After thinking about it Bobby and Bill, I think your right about the through wire insted of screw eyes. In fact I know your right! I didn't think about what would happen after catching _several _fish and how it could/would wallow out the threads in the wood. A fish doesnt pull on a straight longtitudial axis along the bait, but rather in 3D. I hate to lose the fish of a lifetime because of threaded fasteners when wire is so cheap.

Glad I started this thread! :work:

Where else can you learn this stuff?


----------



## Gary

A couple of links that I hope may be helpfull.

Drilling the through hole.






Theres another one I saw on how to bend the through hole wire, but can't seem to find it now. Argggh!


----------



## Gary

Ok, this wasn't was I was looking for but could be usefull.
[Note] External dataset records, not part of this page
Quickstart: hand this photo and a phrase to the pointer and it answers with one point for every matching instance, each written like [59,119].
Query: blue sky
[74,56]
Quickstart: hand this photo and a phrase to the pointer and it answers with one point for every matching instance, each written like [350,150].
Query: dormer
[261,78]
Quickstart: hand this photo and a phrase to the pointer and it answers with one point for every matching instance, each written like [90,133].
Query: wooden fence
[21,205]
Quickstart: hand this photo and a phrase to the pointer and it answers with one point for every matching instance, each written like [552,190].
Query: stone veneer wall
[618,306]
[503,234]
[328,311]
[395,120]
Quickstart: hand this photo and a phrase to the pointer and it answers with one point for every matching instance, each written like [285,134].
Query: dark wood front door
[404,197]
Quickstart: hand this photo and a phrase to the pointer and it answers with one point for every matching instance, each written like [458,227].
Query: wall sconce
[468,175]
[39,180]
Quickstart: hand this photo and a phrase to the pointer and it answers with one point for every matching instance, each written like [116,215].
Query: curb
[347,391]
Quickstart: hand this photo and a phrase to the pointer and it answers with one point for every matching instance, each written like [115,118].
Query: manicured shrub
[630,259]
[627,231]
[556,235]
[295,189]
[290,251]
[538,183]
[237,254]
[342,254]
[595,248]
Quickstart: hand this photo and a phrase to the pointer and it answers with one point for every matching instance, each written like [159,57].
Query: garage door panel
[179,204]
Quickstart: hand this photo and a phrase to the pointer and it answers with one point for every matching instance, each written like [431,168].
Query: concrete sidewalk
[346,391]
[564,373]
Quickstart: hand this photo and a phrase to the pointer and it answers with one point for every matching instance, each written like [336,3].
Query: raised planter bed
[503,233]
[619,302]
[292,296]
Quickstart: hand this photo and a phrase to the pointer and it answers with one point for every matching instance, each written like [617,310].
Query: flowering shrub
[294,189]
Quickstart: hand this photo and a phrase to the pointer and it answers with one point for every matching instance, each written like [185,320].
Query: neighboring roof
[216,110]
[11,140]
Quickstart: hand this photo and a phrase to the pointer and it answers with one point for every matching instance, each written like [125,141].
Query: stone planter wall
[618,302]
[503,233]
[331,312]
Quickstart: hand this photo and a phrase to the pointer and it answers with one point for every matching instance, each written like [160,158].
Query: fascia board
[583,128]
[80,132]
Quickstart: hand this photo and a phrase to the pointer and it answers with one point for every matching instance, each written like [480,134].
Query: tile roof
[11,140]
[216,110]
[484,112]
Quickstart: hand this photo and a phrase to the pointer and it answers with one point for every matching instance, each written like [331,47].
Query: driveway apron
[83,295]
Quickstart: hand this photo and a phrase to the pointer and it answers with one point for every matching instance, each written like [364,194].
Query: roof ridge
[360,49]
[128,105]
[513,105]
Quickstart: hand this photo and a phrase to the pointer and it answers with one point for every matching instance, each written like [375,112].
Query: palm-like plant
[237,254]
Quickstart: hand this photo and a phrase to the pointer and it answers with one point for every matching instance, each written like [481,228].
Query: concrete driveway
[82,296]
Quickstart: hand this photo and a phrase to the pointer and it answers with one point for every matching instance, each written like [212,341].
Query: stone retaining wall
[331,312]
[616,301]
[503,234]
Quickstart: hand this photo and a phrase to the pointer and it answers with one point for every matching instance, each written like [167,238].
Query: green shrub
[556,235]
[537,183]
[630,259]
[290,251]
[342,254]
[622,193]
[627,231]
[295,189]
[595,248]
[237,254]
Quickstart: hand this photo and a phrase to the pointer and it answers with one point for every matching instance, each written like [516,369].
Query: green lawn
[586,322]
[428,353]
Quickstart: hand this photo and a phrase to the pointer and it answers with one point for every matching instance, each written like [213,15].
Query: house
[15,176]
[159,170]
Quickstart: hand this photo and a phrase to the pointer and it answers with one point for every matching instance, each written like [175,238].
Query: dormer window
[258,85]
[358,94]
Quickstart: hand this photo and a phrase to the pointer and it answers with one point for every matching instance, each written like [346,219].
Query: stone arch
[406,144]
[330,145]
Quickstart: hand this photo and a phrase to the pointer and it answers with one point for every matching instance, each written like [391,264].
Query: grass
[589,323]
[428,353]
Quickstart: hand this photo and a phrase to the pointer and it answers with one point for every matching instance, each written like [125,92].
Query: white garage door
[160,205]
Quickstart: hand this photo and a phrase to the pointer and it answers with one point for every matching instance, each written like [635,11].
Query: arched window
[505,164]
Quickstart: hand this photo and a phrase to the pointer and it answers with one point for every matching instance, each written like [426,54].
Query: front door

http://tacklemaking.com/default.php?pageID=100


----------



## bill

the ending is great


----------



## EndTuition

If Bill won't post up his work, I'll do it for him.
These lures, as a set, brought $300 to the 2009 POINT auction.


----------



## EndTuition

Here is another one GalvBay made for Larry Dalhburg. This was before the hardware was added.


----------



## Gary

Got some new goodies to play with. :bounce:


----------



## vt_fish02

Check out Amistad Tackle. They have a DVD for DIY painting with an air brush.


----------



## Blackhawk78418

I just started turning my own topwaters. Been ALOT of trial and error but I finally got one ready to test in the morning.


----------



## Tortuga

Blackhawk78418 said:


> I just started turning my own topwaters. Been ALOT of trial and error but I finally got one ready to test in the morning.


Well...ya gotta post up some pix to join the club..LOL.. Preferably mebbe a pix of what you made....and another one of what you caught with it..

Dang !!!!..Thought I wuz having another one of my 'funny spells'..till I finally realized this was on a year old thread.. Thought I wuz having a serious case of 'deja vu' :rotfl:


----------